In London, the FTSE 100 index added 191 points to close at 5,605 yesterday as Wall Street opened brightly on expectations that the FOMC would cut rates. The financial sector was given a boost by better-than-expected earnings for Lehman Brothers and Goldman Sachs, with Man Group and ICAP making the best blue-chip gains of the day. For a full market report, see: London market close.

Elsewhere in Europe, the Paris CAC-40 gained 151 points to end the day at 4,582. Over in Frankfurt, the DAX-30 added 211 points to close at 6,393.

On Wall Street, stocks soared yesterday as the Fed's rate cut combined with good news from Lehman Brothers and Goldman Sachs (which added 11.7% and 32.6% respectively) cheered investors. The Dow Jones surged to its fourth-largest points gain ever, adding 420 points to close at 12,392. The tech-rich Nasdaq was 91 points higher, at 2,286. And the broader S&P 500 added 54 points to end the day at 1,330.

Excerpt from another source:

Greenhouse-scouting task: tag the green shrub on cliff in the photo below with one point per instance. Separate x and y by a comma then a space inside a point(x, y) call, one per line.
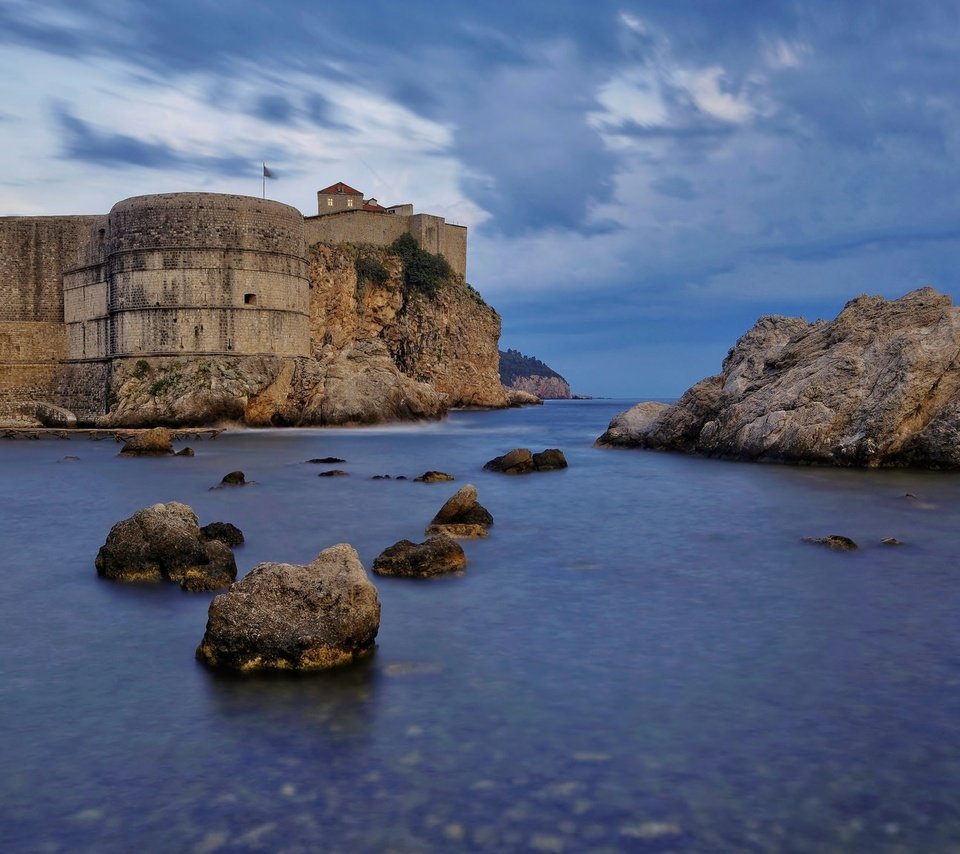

Asian markets also advanced, led by financial stocks, although gains were more muted. The Japanese Nikkei rose 296 points to end the session at 12,260. And in Hong Kong, the Hang Seng added 482 points, ending the day at 21,866.

Sterling tumbles on rate cut minutes

Crude oil futures had fallen to $108.76 this morning, and Brent spot had fallen to $105.52.

Spot gold was trading at $980.80 this morning, just above yesterday's weekly low of $977.80. Silver had edged up to $19.88.

In the currency markets, the pound was out of favour this morning following the publication of the latest BoE minutes showing two members of the committee favoured a rate cut this month. Sterling had fallen to 2.0020 against the dollar and 1.2710 against the euro. And the dollar was at 98.32 against the yen and 0.6346 against the euro.

And in London this morning, official figures showed that unemployment fell to its lowest level in three decades in February. The number of people seeking jobless benefits fell 2,800 to 793,500. However, as Deutsche Bank economist George Buckley warned, employment is a lagging indicator; jobs growth is down to 'past economic gains' whilst 'the labor market tends to turn down a few quarters after growth starts slowing'.